И вот как раз тогда, когда на Эренбурга сыпались эти страшные новости из Москвы, он узнает, что 18 июля в Испании вспыхнул военный мятеж против республиканского правительства. Накануне, в апреле, Эренбург провел в Испании две недели. Он полюбил эту страну, прекрасно знал ее литературу, в юности переводил средневековых испанских поэтов. Судьба испанской республики, провозглашенной в 1931 году, была ему небезразлична.

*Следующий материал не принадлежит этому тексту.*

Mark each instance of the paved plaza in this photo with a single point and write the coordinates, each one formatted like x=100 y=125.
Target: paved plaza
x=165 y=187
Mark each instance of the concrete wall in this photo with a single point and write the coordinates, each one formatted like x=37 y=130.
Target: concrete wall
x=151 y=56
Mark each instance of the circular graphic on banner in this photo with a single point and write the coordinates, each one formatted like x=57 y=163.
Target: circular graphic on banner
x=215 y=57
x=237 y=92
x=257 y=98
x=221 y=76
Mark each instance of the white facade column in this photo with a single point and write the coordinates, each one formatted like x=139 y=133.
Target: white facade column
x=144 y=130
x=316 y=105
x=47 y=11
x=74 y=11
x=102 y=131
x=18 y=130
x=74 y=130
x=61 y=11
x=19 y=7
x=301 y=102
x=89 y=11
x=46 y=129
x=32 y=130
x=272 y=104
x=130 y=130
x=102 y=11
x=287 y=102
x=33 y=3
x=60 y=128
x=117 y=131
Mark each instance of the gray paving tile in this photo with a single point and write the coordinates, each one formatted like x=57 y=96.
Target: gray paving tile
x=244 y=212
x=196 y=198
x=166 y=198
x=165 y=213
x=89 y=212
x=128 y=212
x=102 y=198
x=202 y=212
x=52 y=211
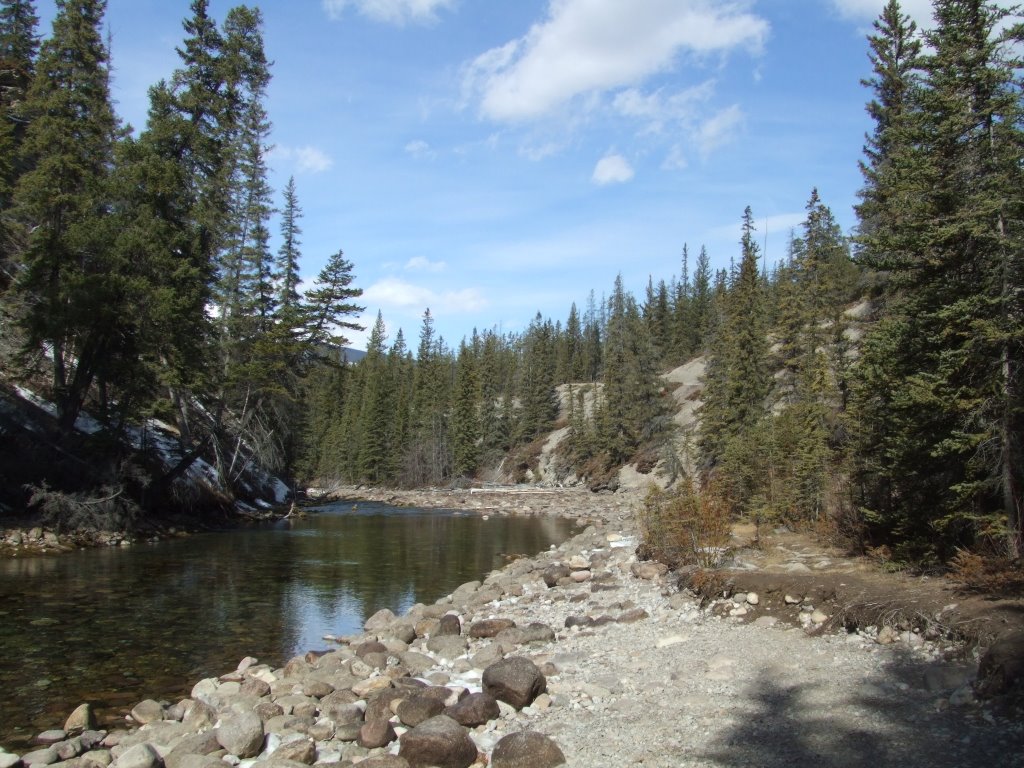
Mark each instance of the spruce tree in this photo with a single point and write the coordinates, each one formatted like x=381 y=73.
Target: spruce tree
x=937 y=391
x=18 y=48
x=737 y=380
x=465 y=414
x=71 y=283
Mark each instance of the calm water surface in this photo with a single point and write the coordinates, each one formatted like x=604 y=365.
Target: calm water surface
x=113 y=626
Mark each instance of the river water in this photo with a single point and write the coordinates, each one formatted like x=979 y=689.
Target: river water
x=115 y=626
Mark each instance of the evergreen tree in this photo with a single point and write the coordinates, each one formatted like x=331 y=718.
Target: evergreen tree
x=18 y=48
x=465 y=416
x=289 y=252
x=944 y=408
x=737 y=381
x=375 y=455
x=330 y=301
x=539 y=403
x=71 y=283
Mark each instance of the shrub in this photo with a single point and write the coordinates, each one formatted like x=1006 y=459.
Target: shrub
x=685 y=525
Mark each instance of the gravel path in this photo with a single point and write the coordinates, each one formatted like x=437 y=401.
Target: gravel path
x=685 y=687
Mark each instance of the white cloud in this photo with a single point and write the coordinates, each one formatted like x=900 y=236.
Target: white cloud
x=390 y=11
x=399 y=294
x=719 y=129
x=860 y=10
x=593 y=46
x=772 y=229
x=611 y=169
x=420 y=148
x=304 y=159
x=676 y=160
x=422 y=263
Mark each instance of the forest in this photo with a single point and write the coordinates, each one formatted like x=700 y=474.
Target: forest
x=867 y=386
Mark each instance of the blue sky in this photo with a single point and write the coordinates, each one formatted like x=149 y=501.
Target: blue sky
x=492 y=159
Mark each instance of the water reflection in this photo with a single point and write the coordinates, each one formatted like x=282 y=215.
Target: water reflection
x=114 y=626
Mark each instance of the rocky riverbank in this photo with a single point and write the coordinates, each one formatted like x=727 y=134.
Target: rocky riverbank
x=581 y=655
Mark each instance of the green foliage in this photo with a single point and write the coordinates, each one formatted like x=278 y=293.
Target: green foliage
x=937 y=390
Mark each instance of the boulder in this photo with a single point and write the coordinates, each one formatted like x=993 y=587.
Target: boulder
x=474 y=710
x=489 y=627
x=554 y=573
x=648 y=569
x=200 y=716
x=418 y=708
x=516 y=681
x=82 y=719
x=385 y=761
x=526 y=750
x=47 y=756
x=448 y=646
x=139 y=756
x=296 y=748
x=379 y=621
x=376 y=733
x=242 y=734
x=196 y=744
x=449 y=624
x=1000 y=671
x=439 y=741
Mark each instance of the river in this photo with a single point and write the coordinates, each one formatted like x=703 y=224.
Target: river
x=115 y=626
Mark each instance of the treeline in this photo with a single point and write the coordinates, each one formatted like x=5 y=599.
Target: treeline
x=912 y=439
x=870 y=386
x=896 y=423
x=136 y=272
x=437 y=415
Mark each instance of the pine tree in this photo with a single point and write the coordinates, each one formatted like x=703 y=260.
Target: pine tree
x=938 y=389
x=737 y=381
x=71 y=284
x=465 y=414
x=289 y=253
x=18 y=48
x=536 y=386
x=330 y=301
x=375 y=455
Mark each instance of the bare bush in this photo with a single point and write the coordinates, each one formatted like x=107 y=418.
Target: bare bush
x=686 y=525
x=111 y=510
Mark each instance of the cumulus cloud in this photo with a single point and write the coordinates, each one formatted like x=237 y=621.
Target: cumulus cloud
x=659 y=108
x=390 y=11
x=611 y=169
x=719 y=129
x=419 y=148
x=422 y=263
x=304 y=159
x=395 y=293
x=596 y=46
x=866 y=10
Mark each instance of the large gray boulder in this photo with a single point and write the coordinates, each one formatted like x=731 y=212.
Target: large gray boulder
x=526 y=750
x=474 y=710
x=439 y=741
x=139 y=756
x=516 y=681
x=419 y=708
x=242 y=734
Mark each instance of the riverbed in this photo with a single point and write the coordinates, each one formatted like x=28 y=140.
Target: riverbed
x=112 y=626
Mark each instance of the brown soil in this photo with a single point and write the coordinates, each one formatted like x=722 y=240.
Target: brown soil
x=856 y=592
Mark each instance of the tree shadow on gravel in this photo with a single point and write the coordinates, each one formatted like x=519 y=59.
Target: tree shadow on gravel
x=890 y=720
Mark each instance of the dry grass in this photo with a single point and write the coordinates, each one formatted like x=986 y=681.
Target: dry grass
x=989 y=574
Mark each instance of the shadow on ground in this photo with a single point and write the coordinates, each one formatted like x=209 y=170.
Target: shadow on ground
x=890 y=720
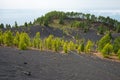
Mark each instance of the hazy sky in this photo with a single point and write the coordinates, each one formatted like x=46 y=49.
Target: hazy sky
x=60 y=4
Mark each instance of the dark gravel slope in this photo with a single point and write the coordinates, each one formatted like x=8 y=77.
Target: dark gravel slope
x=16 y=64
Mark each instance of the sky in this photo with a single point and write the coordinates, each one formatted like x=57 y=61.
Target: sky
x=61 y=4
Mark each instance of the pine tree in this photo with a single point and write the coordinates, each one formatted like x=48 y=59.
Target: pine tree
x=108 y=48
x=116 y=45
x=80 y=48
x=8 y=38
x=24 y=41
x=36 y=40
x=88 y=46
x=118 y=53
x=65 y=49
x=103 y=41
x=16 y=39
x=1 y=37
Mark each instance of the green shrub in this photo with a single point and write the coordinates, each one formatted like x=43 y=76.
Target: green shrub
x=108 y=48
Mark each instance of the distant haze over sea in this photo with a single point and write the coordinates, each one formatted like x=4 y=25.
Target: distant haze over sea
x=9 y=16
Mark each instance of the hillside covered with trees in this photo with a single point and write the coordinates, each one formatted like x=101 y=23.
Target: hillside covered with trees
x=65 y=32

В самой Испании защита республики быстро перерастает в гражданскую войну: народ поднимается на вооруженную борьбу с франкистами. Назревает социальная революция, у которой два главных лозунга: жечь церкви и делить землю. Коммунистическая партия не имеет в стране реального влияния, поэтому возглавят революцию кастильские социалисты под руководством «испанского Ленина» — Ларго Кабальеро и каталонские анархисты. Эренбургу не терпится включиться в борьбу. Его мало занимают события во Франции, где в это время формируется Народный фронт. Он бомбардирует редакцию «Известий» телеграммами, где просит разрешения отправиться в зону конфликта. Он еще не знает, что Бухарин практически утратил свое влияние и вот-вот будет снят с поста главного редактора. Единственный ответ, который Эренбург получает на свои письма, — ждать решения Москвы. Он набирается терпения, но вскоре узнает, что Кольцов уже в Мадриде и что ТАСС уже отправил в Испанию специального корреспондента от «Известий». Не тратя времени на размышления, он упаковывает свою пишущую машинку, прощается с женой и на свой страх и риск отправляется в страну, где вовсю идет гражданская война.